Otro caso, un hombre de ochenta y uno con artritis reumatoide controlada, pero con somnolencia por tomar un hipnótico nocturno empezado tras una hospitalización. Dos caídas nocturnas en un mes. Reemplazar el hipnótico por higiene del sueño, ajustar la analgesia para la madrugada, y poner una luz de sensor de movimiento redujo el inconveniente a cero. A veces la mejor intervención reumatológica es coordinarse con el resto del equipo para retirar lo que sobra.
Expectativas realistas y seguimiento
Los ejercicios y adaptaciones son eficaces si se examinan y se ajustan. Muchas veces, el anciano mejora, se confía y abandona la rutina. Las recaídas ocurren, singularmente tras viajes, gripes o periodos de inactividad. Aconsejo marcar en el calendario dos revisiones al año con el reumatólogo y, de ser posible, con fisioterapia, para recalibrar el plan. Las enfermedades reumáticas cambian, y el programa de prevención debe acompañarlas.

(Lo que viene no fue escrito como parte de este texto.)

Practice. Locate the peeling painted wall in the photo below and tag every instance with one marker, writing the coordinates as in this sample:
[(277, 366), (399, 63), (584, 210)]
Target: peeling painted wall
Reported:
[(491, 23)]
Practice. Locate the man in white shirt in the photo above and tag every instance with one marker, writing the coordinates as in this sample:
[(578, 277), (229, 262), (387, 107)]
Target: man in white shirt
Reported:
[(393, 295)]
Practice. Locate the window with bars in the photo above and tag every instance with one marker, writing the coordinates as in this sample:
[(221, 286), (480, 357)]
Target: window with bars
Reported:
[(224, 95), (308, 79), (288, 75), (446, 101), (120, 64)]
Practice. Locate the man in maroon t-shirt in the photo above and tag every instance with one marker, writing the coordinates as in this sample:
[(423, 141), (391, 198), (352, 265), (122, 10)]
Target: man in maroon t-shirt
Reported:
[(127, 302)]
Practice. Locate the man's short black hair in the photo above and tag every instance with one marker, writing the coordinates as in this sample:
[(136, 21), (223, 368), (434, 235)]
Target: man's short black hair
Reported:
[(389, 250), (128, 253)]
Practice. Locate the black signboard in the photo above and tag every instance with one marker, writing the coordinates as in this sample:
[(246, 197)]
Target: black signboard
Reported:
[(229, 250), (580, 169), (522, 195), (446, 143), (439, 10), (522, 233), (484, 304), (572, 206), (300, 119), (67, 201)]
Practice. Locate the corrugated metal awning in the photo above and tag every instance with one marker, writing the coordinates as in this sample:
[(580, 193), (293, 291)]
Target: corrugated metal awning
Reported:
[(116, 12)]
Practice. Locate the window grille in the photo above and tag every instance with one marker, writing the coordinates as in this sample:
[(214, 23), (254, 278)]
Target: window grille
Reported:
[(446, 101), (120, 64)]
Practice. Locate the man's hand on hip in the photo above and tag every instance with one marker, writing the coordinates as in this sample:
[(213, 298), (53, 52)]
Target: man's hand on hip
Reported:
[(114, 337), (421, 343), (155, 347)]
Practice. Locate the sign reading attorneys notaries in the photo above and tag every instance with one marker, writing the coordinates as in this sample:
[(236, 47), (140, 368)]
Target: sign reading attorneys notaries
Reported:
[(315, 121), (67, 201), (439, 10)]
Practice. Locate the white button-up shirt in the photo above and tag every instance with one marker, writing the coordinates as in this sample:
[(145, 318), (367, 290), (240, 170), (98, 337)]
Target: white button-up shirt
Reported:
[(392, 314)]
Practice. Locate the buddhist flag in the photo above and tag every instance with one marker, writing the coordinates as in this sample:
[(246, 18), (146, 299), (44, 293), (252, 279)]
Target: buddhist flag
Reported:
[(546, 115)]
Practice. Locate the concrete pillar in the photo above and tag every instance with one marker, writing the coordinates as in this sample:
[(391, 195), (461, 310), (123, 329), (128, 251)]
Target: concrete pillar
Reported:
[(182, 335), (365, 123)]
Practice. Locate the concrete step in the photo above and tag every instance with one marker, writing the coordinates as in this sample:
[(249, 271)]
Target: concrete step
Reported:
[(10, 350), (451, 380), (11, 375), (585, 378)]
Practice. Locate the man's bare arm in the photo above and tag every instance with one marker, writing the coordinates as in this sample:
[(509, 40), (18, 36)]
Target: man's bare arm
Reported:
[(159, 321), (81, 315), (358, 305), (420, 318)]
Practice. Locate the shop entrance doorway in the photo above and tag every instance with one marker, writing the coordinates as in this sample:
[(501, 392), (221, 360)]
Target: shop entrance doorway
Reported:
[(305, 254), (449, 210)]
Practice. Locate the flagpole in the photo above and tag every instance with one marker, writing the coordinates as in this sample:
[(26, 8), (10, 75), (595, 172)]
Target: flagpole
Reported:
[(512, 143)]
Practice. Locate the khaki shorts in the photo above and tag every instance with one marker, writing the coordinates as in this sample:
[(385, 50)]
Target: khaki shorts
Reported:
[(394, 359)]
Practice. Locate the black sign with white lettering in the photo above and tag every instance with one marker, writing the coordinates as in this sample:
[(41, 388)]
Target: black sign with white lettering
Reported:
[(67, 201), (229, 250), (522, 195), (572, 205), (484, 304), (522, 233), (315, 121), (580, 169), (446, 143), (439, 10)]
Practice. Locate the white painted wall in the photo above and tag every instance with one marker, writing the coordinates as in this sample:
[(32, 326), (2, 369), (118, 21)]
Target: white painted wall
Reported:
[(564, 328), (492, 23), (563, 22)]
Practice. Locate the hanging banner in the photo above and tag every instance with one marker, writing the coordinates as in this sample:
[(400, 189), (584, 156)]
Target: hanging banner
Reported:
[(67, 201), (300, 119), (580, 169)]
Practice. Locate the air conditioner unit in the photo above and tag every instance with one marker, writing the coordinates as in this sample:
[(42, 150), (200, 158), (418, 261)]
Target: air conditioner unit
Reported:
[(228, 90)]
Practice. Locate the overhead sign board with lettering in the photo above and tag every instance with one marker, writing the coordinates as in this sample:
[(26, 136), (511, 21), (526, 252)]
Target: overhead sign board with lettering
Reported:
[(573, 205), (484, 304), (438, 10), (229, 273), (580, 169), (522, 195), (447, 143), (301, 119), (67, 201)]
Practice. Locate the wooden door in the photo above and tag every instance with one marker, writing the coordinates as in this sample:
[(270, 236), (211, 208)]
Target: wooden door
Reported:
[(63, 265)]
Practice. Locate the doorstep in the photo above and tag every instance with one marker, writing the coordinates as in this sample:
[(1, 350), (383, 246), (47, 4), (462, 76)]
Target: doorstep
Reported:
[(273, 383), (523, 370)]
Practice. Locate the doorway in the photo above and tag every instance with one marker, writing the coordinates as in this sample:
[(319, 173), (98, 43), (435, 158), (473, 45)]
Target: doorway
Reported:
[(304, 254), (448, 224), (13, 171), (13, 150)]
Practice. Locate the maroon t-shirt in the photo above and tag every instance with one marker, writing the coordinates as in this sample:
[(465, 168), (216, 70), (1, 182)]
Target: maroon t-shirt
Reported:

Vale admitir que habrá días malos. En brotes de artritis, la prioridad es contener la inflamación, mantener movilidad suave y descansar. En días buenos, es conveniente no despilfarrar energía en tareas de poco valor, sino dedicarla a pasear, entrenar fuerza y compartir actividad social, que sostiene alarma el sistema inquieto y previene el aislamiento.
Cuándo solicitar ayuda especializada
Hay signos que demandan consulta. Si el dolor articular lúcida de noche de forma persistente. Si aparece hinchazón marcada de una articulación, o si un ataque de gota no cede como anteriormente. Si una caída deja inseguridad para moverse, aunque no haya fractura. Si se precisa acrecentar calmantes cada mes para mantener la actividad. Si hay pérdida de peso involuntaria o debilidad progresiva. Son motivos claros por los que acudir a un reumatólogo. Además de ajustar tratamiento, el reumatólogo coordina con rehabilitación, alimentación y enfermería comunitaria. La prevención de caídas no es solo gimnasio y barras, es manejo integral de la enfermedad.
Cierre práctico
La pregunta de fondo no es de qué manera evitar a toda costa cada tropiezo, sino de qué forma construir un cuerpo y un entorno que acepten lo imprevisible. En mayores con reuma, eso implica entender la enfermedad específica, respetar el dolor sin obedecerle, entrenar lo que sostiene el paso y simplificar la casa a fin de que ayude y no estorbe. No hay atajos mágicos, pero sí resoluciones que, sumadas, cambian la vida: una medicación bien afinada, media hora de trabajo físico 5 días a la semana, zapatos convenientes, luz suficiente, y la humildad de emplear un apoyo cuando el día viene difícil.
Los resultados mejores no se ven en la consulta, sino en el pasillo de casa y en la acera de siempre. Quien vuelve a adquirir pan sin miedo, quien sube su escalera con cadencia segura, quien se deja el camino vespertino aunque soplen nubes, gana terreno a las caídas y está protegiendo sus articulaciones. Ese es la meta. Y es asequible, con método y con paciencia.